The National Action Plan for the Protection and Promotion of Human Rights 2011 – 2016 as well as the full series of  Sri Lanka Rights Watch are available at the Peace & Reconciliation Website.

One of the few people who actually reads this column seriously drew my attention to what seemed inaccuracies when I last wrote about the detained. One point was my mentioning being asked to monitor implementation of the Interim Recommendations of the LLRC. He had thought the Committee looking into the LLRC Recommendations was composed only of bureaucrats, and thought I must have been referring to my task of convening the Task Force on the Human Rights Action Plan.

 He was certainly right in pointing out that I had no role with regard to the LLRC Recommendations. I suppose this seems peculiar, given my position as Adviser on Reconciliation, but I do see that bureaucrats like Mrs Wijeyatilaka and Mrs de Silva and Mr Dissanayake might seem more objective in their approach. My own worry is that such a monitoring committee should have a clear structure with transparent reporting requirements, and that I believe has yet to be set in place.

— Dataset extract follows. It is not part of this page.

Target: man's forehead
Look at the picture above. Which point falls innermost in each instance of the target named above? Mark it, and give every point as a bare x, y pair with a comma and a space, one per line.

For my own part I am finding it difficult to provide publicly accessible reports on the Human Rights Action Plan, which I believe is a necessity. Sadly the website that should be devoted to this has still not been started, and I fear that it is not seen as urgent by anyone other than myself. This is a pity, because the sterling work that has been put in by many government agencies needs to be put on public record, while doing this systematically will also help us to see where there are shortcomings. Meanwhile the two young ladies who help me (reduced from three, because the one I worked most closely with initially has been translated to higher things) need constant guidance. Even the basic mechanism of fitting what has been reported to us as having been done, directly under the requirement as to action, had to be explained, and may take time to implement – through no fault of theirs I hasten to add, more a matter of scarcity of resources and of time for effective supervision.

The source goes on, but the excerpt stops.